Feedback
Feedback has become the supposed panacea for change, particularly in organisations: appraisal interviews, 360-degree feedbacks, audits, assessment centres, employee surveys etc. This is understandable, because this sort of formalised and one-sided feedback is easy to organise, and the results can be presented in an organisation-friendly way. As long as the recipients of the feedback also have the inner freedom to accept this feedback (guiding process openness!), this is also effective: “Oh, I had no idea how much the employees fear me! I will have to do something about that!” Therefore, someone now acts upon something which, until this point in time, he was unaware of. The blind spot becomes smaller.

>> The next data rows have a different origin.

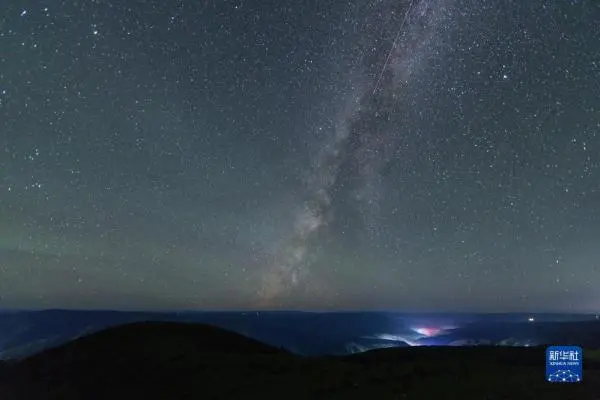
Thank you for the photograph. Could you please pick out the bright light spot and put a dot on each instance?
(429, 332)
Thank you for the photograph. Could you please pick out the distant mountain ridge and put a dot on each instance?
(159, 360)
(27, 332)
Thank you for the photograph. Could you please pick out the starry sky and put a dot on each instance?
(378, 154)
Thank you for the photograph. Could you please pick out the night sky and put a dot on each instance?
(436, 155)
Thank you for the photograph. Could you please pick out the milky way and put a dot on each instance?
(366, 136)
(410, 155)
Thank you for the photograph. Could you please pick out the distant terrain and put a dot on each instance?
(24, 333)
(171, 360)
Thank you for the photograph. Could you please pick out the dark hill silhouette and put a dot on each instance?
(153, 360)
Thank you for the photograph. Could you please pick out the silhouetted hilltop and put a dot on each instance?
(154, 360)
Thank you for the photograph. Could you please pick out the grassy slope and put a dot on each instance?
(177, 361)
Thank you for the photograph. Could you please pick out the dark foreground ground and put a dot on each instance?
(179, 361)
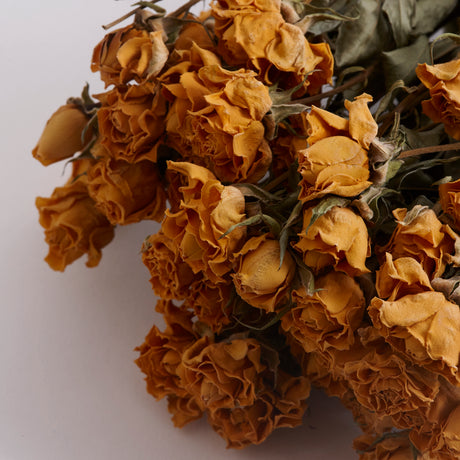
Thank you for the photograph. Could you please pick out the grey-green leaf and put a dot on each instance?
(400, 64)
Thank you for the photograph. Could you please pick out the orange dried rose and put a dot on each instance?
(259, 279)
(162, 352)
(422, 237)
(425, 327)
(255, 35)
(171, 277)
(207, 210)
(184, 410)
(215, 121)
(439, 436)
(387, 385)
(73, 225)
(449, 196)
(327, 318)
(400, 277)
(127, 192)
(195, 32)
(443, 82)
(390, 448)
(62, 136)
(336, 160)
(336, 239)
(129, 54)
(282, 407)
(222, 375)
(131, 120)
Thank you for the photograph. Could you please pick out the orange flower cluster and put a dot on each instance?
(295, 247)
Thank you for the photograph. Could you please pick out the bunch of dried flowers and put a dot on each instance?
(301, 159)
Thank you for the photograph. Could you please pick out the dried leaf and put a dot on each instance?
(400, 16)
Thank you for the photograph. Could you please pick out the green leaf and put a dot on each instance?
(400, 15)
(400, 64)
(389, 96)
(284, 235)
(324, 206)
(250, 221)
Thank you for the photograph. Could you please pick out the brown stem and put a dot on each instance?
(430, 149)
(125, 16)
(183, 8)
(362, 76)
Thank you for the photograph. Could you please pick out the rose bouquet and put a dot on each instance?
(301, 159)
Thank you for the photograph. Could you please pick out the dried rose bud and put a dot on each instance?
(62, 136)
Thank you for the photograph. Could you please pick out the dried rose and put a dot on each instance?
(396, 447)
(73, 225)
(127, 193)
(421, 236)
(222, 375)
(399, 277)
(327, 318)
(338, 238)
(336, 160)
(215, 121)
(282, 407)
(449, 196)
(129, 54)
(259, 279)
(207, 210)
(161, 353)
(131, 120)
(425, 327)
(443, 82)
(255, 35)
(62, 136)
(387, 385)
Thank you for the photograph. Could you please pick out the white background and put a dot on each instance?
(68, 386)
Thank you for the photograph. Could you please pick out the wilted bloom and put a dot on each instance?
(283, 406)
(127, 192)
(73, 225)
(129, 54)
(161, 353)
(62, 136)
(171, 277)
(420, 235)
(336, 160)
(254, 34)
(371, 447)
(215, 120)
(329, 316)
(222, 375)
(259, 279)
(336, 239)
(399, 277)
(443, 81)
(131, 120)
(207, 210)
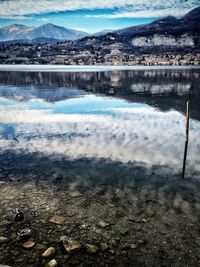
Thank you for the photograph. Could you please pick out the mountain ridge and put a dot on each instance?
(49, 30)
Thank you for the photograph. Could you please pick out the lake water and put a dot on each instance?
(104, 145)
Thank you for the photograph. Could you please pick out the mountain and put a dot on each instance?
(165, 34)
(101, 33)
(51, 31)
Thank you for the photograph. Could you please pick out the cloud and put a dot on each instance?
(125, 7)
(141, 135)
(177, 12)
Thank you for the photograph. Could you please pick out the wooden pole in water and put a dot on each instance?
(186, 138)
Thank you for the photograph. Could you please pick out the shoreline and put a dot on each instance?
(88, 68)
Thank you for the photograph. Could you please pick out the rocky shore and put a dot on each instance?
(98, 214)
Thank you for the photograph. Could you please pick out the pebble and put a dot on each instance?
(29, 244)
(102, 224)
(92, 249)
(57, 219)
(49, 252)
(103, 246)
(75, 194)
(52, 263)
(134, 219)
(3, 239)
(70, 244)
(140, 242)
(24, 232)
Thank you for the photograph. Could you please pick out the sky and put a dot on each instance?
(91, 15)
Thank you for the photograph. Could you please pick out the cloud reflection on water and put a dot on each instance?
(128, 132)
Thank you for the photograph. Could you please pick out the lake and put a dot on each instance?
(101, 151)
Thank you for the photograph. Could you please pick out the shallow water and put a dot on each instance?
(101, 145)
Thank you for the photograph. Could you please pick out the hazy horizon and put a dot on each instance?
(90, 16)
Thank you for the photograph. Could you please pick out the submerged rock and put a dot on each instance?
(75, 194)
(103, 246)
(57, 219)
(102, 224)
(49, 252)
(24, 232)
(135, 219)
(70, 244)
(29, 244)
(52, 263)
(92, 249)
(19, 215)
(3, 239)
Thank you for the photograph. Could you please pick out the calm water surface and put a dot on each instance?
(116, 138)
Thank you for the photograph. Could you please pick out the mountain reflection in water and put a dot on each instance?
(117, 116)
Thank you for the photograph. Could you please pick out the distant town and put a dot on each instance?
(65, 54)
(167, 41)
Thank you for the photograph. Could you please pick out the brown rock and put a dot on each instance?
(72, 246)
(49, 252)
(75, 194)
(3, 239)
(52, 263)
(57, 219)
(29, 244)
(102, 224)
(92, 249)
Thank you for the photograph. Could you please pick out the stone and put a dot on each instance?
(141, 242)
(91, 249)
(40, 247)
(3, 239)
(132, 246)
(4, 222)
(29, 244)
(69, 244)
(15, 252)
(52, 263)
(24, 232)
(103, 246)
(102, 224)
(135, 219)
(49, 252)
(57, 219)
(75, 194)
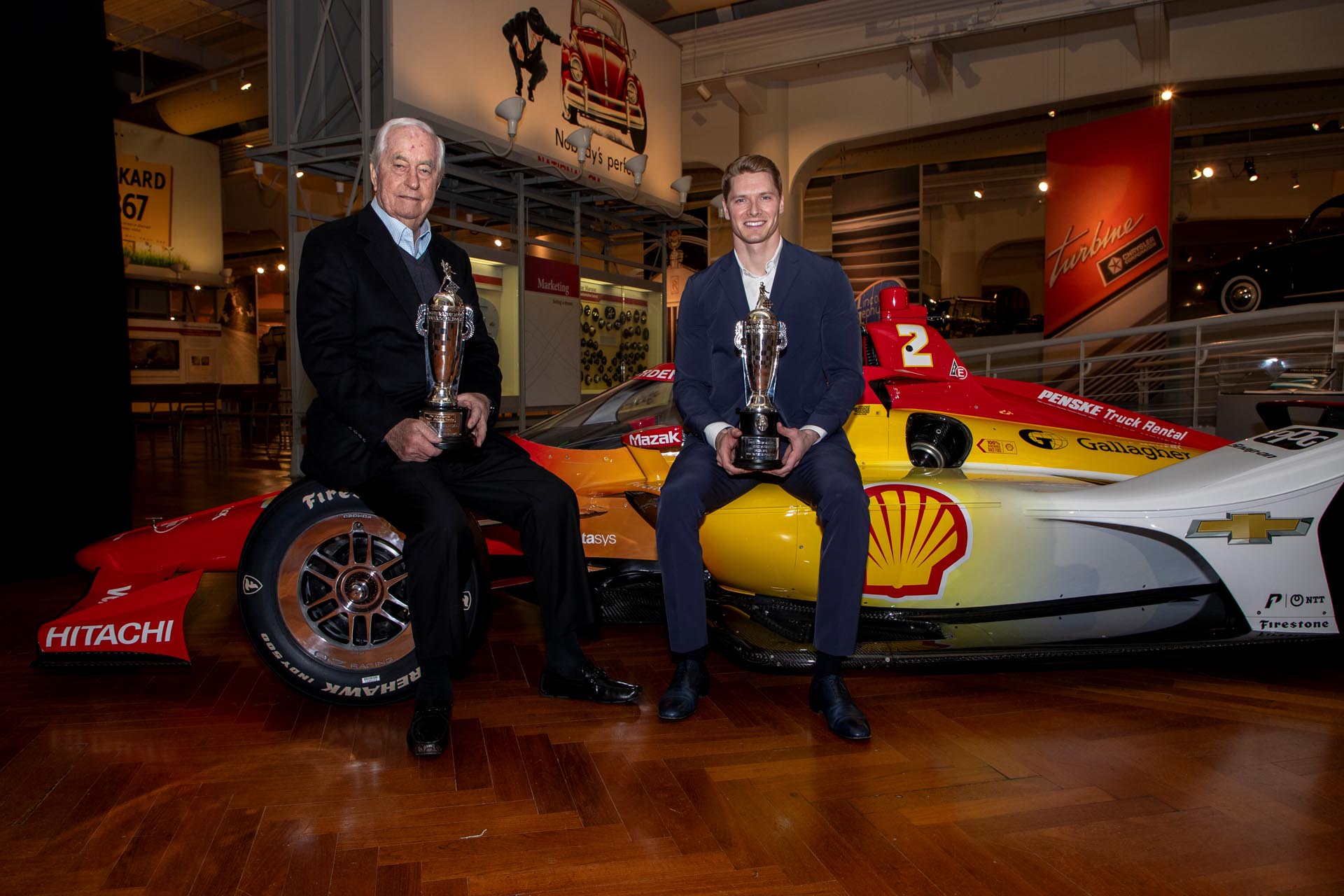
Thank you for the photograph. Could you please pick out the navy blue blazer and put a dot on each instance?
(820, 374)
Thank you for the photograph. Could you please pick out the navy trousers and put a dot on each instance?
(827, 479)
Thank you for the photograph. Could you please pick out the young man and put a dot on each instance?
(818, 384)
(363, 282)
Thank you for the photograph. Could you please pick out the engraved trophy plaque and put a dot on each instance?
(448, 326)
(760, 337)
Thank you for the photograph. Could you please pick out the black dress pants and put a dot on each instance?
(430, 504)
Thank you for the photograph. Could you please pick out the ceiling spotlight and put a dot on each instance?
(682, 186)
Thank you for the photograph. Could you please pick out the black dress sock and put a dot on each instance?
(828, 664)
(565, 656)
(436, 682)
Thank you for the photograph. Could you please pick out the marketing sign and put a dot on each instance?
(578, 64)
(1109, 210)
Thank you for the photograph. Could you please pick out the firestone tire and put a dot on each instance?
(321, 590)
(1241, 293)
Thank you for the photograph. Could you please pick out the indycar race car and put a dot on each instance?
(1008, 520)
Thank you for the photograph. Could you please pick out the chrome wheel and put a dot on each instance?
(343, 583)
(1241, 295)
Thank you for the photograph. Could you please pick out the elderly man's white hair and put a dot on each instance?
(381, 140)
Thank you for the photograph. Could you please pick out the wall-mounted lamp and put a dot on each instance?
(511, 111)
(636, 166)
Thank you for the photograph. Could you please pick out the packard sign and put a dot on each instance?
(1108, 214)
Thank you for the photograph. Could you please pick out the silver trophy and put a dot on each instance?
(760, 337)
(448, 326)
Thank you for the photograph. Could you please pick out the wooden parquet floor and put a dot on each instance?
(1191, 776)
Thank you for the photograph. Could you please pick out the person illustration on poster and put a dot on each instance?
(526, 33)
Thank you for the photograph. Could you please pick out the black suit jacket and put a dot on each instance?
(356, 311)
(820, 374)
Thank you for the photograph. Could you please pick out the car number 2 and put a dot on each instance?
(911, 356)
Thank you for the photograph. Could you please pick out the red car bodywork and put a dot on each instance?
(146, 577)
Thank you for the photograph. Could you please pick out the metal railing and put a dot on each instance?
(1176, 370)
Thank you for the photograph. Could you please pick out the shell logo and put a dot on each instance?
(916, 536)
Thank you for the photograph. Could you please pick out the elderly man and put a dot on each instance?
(363, 282)
(819, 382)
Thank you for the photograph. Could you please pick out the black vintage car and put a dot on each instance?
(1307, 266)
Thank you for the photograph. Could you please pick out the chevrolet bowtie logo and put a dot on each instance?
(1247, 528)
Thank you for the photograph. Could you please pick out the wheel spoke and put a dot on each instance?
(401, 626)
(324, 580)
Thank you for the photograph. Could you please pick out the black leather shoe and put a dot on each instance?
(831, 699)
(690, 682)
(428, 735)
(593, 684)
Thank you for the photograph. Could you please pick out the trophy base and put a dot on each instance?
(757, 451)
(449, 425)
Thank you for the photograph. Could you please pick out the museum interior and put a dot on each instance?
(1097, 254)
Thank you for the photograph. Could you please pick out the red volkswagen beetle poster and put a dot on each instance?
(1108, 214)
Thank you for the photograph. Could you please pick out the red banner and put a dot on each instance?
(1109, 210)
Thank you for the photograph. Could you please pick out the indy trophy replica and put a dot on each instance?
(447, 324)
(760, 337)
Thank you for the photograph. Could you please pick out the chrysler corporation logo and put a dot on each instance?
(916, 539)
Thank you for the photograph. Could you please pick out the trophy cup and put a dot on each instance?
(448, 326)
(760, 337)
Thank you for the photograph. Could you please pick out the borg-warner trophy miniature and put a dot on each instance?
(448, 326)
(760, 337)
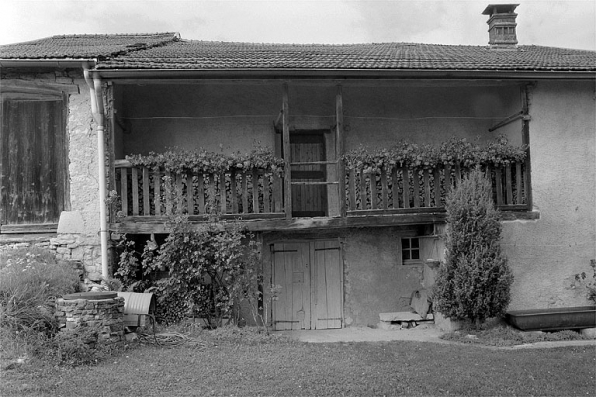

However, this step, and this is what matters to us here, is not sufficient. The feedback must also ‘be able to’ be processed on the level of self-perception, self-expression, acceptance and understanding. Otherwise, the often-observed situation is that the recipient hears the feedback again and again, just like all the times before, and yet knows that with the best will in the world he will not be able to bring about a change in behaviour. Unconscious and powerful forces ensure that the indicated behaviour will be maintained, because it has important (unconscious) functions (such as: The employees’ fear protects the manager from having his inferiority complex exposed). As long as this is not consciously revealed, decoded, experienced and accepted, there is usually little chance that something will change as a result of feedback alone. Therefore, it requires a comprehensive approach, such as in this metatheoretical concept, so that the client can become aware of where he, himself, is putting ‘a brake’ on change.